Romans 8:24–25 says, “Now hope that is seen is not hope. For who hopes for what he sees? But if we hope for what we do not see, we wait for it with patience.” Likewise, we can trust that what God says will come to pass, and anticipate the perfect working of his will with patience.
We are often the instruments that cultivate this good fruit of the Spirit in the lives of our children. Don’t freak out! Like a loving parent, God is faithful to reassure us that he will also meet our needs and desires in the best possible way.
3. It’s good to desire good gifts
Now that they’re older, I have to ask my kids for their Christmas lists every year. When they were little they needed no prompting and proclaimed their desires with confidence.
I’ve saved some of those carefully printed lists from the days of asking for doll accessories, computer games, cars, and candy. Who doesn’t want to see their children’s eyes grow wide as they finally get to unwrap what you’ve been up to for their good?
God’s generosity is overwhelming, unexpected, undeserved, and simply to be enjoyed and trusted as an outpouring of abundant love.
Our desire to give good gifts to our children, simply for the pleasure of watching their joyful response, is one of the ways we image God. Jesus said, “Which one of you, if his son asks him for bread, will give him a stone? Or if he asks for a fish, will give him a serpent? If you then, who are evil, know how to give good gifts to your children, how much more will your Father who is in heaven give good things to those who ask him!” (Matthew 7:9–11).
Did you know that your generous Father delights in hearing you ask, and longs to fulfill the desires he has given you? (Psalm 37:4)
4. You can never have too much of a good thing
This may seem counterintuitive, and no one knows it better than a kid at Christmas, even if they have a tummy ache. However, applied as a spiritual principle, it’s true. God’s resources are unlimited and never-ending. It’s not a promise of material wealth, but of everything we truly need.
Our desire to give good gifts to our children, simply for the pleasure of watching their joyful response, is one of the ways we image God.
Ephesians 1:3 tells us that God has blessed us in Christ with every spiritual blessing. How do we convey this generosity to our kids? One of our favorite family traditions in recent years is a trip to downtown Seattle to see the Christmas sights, do some shopping, and watch a movie. The first year, unable to decide which movie to see, we decided to see both. It was great fun to see the shock on our kids’ faces when Dad agreed to underwrite not one but two movies on the same evening! Now we look forward to repeating the experience yearly.
Similarly, there are times when God’s generosity is overwhelming, unexpected, undeserved, and simply to be enjoyed and trusted as an outpouring of abundant love.
5. Celebration is life-giving
Kids love a good party. A healthy child’s desire for celebration reminds us that we need to take time to recognize our benefits. There is much about life on this earth that is commonplace and oriented around laborious effort, but we can easily lose our joy if we focus only on toil. Any parent who has tried to convince their child to complete their chores in a timely way knows this is true.
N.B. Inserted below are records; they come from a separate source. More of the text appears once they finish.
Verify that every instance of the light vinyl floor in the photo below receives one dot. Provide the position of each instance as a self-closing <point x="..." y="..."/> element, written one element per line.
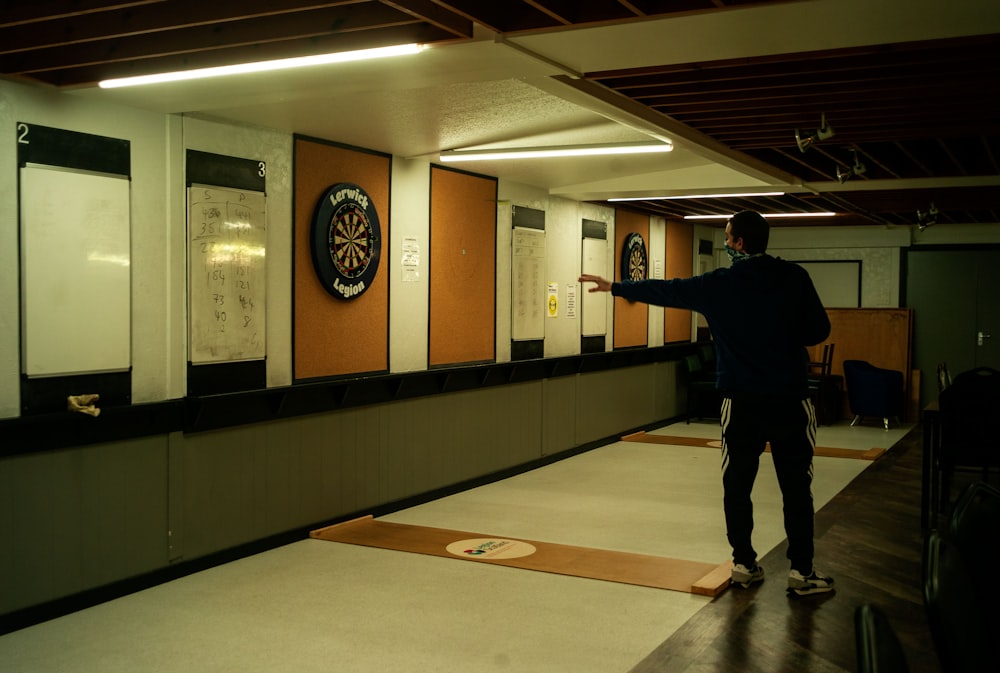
<point x="319" y="606"/>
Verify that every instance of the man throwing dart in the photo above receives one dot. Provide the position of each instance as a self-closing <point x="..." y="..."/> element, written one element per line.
<point x="763" y="312"/>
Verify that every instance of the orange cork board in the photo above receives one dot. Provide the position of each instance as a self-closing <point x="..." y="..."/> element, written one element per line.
<point x="462" y="312"/>
<point x="331" y="336"/>
<point x="631" y="318"/>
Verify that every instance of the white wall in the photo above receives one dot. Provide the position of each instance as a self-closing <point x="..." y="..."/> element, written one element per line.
<point x="158" y="199"/>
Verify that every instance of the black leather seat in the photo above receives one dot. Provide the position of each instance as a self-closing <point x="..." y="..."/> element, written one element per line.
<point x="877" y="646"/>
<point x="969" y="409"/>
<point x="955" y="610"/>
<point x="704" y="399"/>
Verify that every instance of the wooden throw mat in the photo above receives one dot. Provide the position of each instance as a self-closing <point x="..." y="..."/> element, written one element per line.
<point x="828" y="452"/>
<point x="694" y="577"/>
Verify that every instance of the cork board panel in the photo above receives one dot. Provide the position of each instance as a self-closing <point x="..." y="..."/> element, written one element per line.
<point x="333" y="337"/>
<point x="631" y="319"/>
<point x="462" y="312"/>
<point x="679" y="264"/>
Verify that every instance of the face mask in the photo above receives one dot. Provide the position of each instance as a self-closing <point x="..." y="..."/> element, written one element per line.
<point x="735" y="255"/>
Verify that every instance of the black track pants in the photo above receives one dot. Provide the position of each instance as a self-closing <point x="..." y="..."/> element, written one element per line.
<point x="749" y="422"/>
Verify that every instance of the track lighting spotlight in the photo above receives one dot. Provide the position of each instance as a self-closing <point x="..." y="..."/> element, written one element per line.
<point x="927" y="219"/>
<point x="857" y="169"/>
<point x="822" y="133"/>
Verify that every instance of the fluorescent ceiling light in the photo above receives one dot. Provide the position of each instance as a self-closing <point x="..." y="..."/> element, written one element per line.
<point x="558" y="151"/>
<point x="263" y="66"/>
<point x="726" y="217"/>
<point x="699" y="196"/>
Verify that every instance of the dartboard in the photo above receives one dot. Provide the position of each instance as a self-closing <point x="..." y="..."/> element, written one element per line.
<point x="346" y="240"/>
<point x="351" y="241"/>
<point x="634" y="260"/>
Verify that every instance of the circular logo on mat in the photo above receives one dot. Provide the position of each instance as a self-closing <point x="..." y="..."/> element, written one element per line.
<point x="346" y="240"/>
<point x="490" y="548"/>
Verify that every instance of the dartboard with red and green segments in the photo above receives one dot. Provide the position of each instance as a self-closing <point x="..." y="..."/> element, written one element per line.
<point x="346" y="240"/>
<point x="634" y="260"/>
<point x="351" y="241"/>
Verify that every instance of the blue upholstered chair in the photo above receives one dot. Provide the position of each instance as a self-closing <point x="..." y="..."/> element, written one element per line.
<point x="873" y="391"/>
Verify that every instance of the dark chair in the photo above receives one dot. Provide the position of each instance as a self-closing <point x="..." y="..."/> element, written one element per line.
<point x="825" y="387"/>
<point x="973" y="527"/>
<point x="873" y="391"/>
<point x="969" y="409"/>
<point x="877" y="647"/>
<point x="944" y="376"/>
<point x="701" y="389"/>
<point x="955" y="610"/>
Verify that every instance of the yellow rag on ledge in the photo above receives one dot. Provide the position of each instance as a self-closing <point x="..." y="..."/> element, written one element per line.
<point x="83" y="403"/>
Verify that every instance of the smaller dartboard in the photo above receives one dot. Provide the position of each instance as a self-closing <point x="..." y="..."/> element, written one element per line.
<point x="346" y="240"/>
<point x="634" y="261"/>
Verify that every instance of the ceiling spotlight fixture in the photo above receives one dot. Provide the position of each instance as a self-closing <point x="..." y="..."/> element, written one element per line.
<point x="555" y="151"/>
<point x="822" y="133"/>
<point x="263" y="66"/>
<point x="746" y="195"/>
<point x="768" y="215"/>
<point x="857" y="169"/>
<point x="928" y="219"/>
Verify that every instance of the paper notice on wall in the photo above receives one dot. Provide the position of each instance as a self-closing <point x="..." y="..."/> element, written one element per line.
<point x="411" y="260"/>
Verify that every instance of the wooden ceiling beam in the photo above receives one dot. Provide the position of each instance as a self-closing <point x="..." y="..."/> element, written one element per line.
<point x="290" y="32"/>
<point x="151" y="18"/>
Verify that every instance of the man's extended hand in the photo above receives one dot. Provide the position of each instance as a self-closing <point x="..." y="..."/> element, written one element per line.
<point x="602" y="284"/>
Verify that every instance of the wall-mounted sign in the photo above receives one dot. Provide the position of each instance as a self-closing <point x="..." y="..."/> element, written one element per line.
<point x="634" y="260"/>
<point x="346" y="240"/>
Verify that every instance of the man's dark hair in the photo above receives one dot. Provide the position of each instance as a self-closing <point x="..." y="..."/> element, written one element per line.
<point x="752" y="228"/>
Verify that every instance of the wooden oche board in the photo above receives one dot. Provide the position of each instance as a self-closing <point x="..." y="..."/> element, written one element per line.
<point x="824" y="451"/>
<point x="694" y="577"/>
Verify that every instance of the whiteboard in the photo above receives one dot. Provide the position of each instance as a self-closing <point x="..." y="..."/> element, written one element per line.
<point x="76" y="272"/>
<point x="527" y="284"/>
<point x="227" y="240"/>
<point x="838" y="283"/>
<point x="594" y="306"/>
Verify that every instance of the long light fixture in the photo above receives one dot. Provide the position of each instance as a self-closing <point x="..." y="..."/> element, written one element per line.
<point x="264" y="66"/>
<point x="726" y="217"/>
<point x="555" y="151"/>
<point x="746" y="195"/>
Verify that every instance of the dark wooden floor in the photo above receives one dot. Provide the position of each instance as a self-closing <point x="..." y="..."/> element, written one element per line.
<point x="869" y="539"/>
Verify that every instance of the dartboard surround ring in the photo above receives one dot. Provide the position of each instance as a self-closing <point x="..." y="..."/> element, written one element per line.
<point x="346" y="240"/>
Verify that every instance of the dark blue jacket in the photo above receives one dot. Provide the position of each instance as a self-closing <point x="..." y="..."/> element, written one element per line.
<point x="763" y="312"/>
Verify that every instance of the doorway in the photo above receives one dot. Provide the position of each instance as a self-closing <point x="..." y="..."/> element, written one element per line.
<point x="956" y="310"/>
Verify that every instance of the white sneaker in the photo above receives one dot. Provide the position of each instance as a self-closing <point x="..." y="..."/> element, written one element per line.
<point x="815" y="583"/>
<point x="746" y="576"/>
We build moments of celebration into our lives to nurture a sense of wonder and create opportunity for gratitude. Christmastime gives us the best reason of all for celebration—God’s lavish gift of Jesus, born to live and die to save us, is the reason that we celebrate by giving gifts to each other.
We rejoice in knowing that the one whose birth we honor is here: God with us, always, until the end of the age (Matt. 28:20). The assurance of his constant presence affirms our trust even when (especially when!) we don’t remember he’s right there, next to us.